Which one is correct for Napier’s Analogy?

(a) tan (A/2) = (b – c)/(b + c) (tan(B + C)/2)

(b) tan (A/2) = (b – c)/(b + c) (cot(B – C)/2)

(c) tan (A/2) = (b + c)/(b – c) (cot(B – C)/2)

(d) tan (A) = (b – c)/(b + c) (tan(B – C)/2)

I have been asked this question in a national level competition.

This interesting question is from Trigonometric Equations topic in division Trigonometric Functions of Mathematics – Class 11

Answer 1

Correct answer is (b) tan (A/2) = (b – c)/(b + c) (cot(B – C)/2)

For explanation I would say: According to the law of sines, in any triangle ABC,

a/sinA = b/sinB = c/sinC

So, a/b = sinA/sinB

(a + b)/(a – b) = (sinA + sinB)/( sinA – sinB)

=> (a + b)/(a – b) = (2 sin((a + b)/2) cos((a – b)/2))/ (2 sin((a + b)/2) sin((a – b)/2))

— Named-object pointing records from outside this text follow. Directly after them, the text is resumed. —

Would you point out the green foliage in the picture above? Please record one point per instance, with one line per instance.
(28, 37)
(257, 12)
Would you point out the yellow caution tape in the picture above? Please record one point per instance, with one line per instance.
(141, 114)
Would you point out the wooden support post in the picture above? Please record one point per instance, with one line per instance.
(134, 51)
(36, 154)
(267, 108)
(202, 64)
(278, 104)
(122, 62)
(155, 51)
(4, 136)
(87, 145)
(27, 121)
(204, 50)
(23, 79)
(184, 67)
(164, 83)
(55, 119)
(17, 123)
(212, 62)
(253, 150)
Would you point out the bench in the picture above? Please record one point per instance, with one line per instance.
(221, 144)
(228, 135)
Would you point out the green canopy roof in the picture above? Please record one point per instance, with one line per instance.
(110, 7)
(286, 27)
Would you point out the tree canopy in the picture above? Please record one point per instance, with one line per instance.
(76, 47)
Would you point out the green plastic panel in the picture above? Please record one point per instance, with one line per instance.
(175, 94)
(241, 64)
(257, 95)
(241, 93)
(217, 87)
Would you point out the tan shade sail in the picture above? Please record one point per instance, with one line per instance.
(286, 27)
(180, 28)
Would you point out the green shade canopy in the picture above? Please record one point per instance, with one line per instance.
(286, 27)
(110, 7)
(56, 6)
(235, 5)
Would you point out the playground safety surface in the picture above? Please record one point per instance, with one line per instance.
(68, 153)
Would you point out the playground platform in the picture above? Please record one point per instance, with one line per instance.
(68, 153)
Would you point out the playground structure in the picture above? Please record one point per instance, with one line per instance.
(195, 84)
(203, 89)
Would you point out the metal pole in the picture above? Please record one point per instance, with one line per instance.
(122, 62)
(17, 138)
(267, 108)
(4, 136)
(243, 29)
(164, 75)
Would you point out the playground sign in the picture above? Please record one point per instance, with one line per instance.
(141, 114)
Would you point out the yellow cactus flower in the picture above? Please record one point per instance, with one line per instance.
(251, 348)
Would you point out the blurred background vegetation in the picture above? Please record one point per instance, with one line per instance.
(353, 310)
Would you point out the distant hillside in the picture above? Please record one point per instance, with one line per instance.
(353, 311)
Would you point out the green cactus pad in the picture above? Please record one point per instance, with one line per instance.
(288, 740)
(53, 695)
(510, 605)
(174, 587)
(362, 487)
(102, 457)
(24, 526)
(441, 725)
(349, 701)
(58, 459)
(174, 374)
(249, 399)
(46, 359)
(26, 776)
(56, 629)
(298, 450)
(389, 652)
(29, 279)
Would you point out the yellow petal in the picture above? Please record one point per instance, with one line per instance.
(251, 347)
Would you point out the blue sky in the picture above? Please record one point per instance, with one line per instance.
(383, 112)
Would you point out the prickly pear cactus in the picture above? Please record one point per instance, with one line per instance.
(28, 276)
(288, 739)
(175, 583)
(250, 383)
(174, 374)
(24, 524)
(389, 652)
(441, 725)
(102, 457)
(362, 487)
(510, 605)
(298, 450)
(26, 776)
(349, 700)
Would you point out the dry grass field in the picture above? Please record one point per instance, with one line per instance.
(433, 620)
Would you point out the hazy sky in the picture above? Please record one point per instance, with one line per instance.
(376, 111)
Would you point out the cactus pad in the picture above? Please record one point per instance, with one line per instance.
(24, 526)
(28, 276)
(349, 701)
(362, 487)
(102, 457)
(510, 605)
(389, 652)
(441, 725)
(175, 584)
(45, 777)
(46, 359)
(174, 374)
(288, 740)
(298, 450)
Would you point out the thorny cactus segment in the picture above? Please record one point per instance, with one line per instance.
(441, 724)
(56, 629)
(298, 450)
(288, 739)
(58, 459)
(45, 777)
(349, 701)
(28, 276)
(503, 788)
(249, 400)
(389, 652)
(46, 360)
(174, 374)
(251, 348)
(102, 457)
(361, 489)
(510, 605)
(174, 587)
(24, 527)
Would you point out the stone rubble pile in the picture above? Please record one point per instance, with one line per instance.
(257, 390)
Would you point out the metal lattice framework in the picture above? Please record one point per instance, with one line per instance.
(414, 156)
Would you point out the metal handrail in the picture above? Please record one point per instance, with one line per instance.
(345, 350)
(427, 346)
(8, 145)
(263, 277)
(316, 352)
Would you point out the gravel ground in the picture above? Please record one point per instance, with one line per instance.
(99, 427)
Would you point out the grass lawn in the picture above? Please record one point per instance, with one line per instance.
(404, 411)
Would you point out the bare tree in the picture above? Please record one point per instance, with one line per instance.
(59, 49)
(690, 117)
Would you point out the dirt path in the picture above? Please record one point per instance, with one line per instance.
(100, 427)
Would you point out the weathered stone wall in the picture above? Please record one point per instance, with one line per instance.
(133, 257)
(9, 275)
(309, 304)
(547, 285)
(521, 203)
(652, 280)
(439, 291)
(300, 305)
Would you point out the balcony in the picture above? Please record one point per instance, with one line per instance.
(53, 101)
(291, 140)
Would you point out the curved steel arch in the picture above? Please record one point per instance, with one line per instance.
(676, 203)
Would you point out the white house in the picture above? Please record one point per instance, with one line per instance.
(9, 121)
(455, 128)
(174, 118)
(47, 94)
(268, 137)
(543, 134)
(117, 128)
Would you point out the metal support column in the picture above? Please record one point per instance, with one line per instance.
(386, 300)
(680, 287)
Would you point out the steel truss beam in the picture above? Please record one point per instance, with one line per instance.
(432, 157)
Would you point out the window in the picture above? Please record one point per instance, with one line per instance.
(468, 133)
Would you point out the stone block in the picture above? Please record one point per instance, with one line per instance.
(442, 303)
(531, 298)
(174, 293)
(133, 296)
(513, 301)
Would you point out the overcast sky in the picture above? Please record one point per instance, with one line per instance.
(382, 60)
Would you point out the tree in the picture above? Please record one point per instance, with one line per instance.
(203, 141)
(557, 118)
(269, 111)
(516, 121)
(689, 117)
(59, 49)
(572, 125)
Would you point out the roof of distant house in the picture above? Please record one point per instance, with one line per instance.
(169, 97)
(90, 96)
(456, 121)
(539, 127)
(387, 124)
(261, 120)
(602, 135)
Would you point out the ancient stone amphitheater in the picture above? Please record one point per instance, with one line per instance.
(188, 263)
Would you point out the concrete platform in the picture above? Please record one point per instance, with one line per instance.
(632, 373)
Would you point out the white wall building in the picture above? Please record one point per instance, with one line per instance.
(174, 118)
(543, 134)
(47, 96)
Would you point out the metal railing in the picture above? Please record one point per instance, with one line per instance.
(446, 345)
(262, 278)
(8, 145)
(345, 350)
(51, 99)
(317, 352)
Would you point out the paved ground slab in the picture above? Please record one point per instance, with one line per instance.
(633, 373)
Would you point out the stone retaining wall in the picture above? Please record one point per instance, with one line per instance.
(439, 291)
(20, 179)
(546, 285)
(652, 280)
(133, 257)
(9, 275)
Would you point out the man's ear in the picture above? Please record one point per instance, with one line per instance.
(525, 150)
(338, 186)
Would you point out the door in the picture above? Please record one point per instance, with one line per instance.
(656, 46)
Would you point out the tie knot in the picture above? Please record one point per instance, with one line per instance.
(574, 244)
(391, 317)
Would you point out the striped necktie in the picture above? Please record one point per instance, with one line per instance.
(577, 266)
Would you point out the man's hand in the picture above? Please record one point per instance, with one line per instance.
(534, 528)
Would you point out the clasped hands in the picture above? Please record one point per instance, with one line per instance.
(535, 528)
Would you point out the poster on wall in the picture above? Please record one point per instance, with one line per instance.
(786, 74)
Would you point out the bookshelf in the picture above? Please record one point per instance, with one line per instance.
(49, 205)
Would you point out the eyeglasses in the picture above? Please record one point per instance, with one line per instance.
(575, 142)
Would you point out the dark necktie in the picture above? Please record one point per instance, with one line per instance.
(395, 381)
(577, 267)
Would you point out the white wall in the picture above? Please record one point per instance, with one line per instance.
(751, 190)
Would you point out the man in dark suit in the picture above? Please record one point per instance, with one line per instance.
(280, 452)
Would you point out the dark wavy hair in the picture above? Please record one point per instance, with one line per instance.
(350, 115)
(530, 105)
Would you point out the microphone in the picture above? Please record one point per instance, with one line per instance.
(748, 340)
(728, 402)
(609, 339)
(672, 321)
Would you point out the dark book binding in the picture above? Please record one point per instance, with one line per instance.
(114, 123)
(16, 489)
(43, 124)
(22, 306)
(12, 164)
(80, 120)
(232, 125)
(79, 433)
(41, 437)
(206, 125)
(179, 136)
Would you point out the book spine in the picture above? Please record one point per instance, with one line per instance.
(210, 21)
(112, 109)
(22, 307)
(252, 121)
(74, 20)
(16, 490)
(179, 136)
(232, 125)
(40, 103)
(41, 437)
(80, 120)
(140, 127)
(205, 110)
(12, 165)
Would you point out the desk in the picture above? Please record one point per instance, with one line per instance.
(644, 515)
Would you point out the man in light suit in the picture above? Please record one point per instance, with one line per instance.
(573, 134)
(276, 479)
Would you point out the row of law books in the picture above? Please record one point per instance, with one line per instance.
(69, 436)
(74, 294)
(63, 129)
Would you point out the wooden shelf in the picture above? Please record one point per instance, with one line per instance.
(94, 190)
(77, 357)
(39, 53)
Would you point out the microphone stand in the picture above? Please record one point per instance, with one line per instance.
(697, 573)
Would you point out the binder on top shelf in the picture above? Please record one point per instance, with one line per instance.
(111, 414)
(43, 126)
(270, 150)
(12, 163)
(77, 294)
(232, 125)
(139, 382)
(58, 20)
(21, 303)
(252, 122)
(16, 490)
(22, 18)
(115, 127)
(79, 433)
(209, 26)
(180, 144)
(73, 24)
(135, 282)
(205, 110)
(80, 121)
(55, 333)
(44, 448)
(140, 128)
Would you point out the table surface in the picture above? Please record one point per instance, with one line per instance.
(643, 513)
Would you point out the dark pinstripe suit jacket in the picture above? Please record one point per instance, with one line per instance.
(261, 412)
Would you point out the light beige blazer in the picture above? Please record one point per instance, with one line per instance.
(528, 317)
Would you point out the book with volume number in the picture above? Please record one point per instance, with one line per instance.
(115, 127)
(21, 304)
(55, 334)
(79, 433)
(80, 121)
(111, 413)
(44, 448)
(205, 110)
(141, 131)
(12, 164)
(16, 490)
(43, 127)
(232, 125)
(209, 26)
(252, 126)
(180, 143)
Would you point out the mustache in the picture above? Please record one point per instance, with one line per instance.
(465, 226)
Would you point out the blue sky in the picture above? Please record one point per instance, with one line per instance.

=> (a + b)/(a – b) = (tan(A + B)/2)/(tan(A – B)/2)

=> (tan(A + B)/2) = (a + b)/(a – b) (tan(A – B)/2)

=> (tan(π/2 + C/2)) = (a + b)/(a – b) (tan(A – B)/2)

=> cot (C/2) = (a + b)/(a – b) (tan(A – B)/2)

=> tan (C/2) = (a – b)/(a + b) (tan(A – B)/2)

Similarly, tan (A/2) = (b – c)/(b + c) (cot(B – C)/2).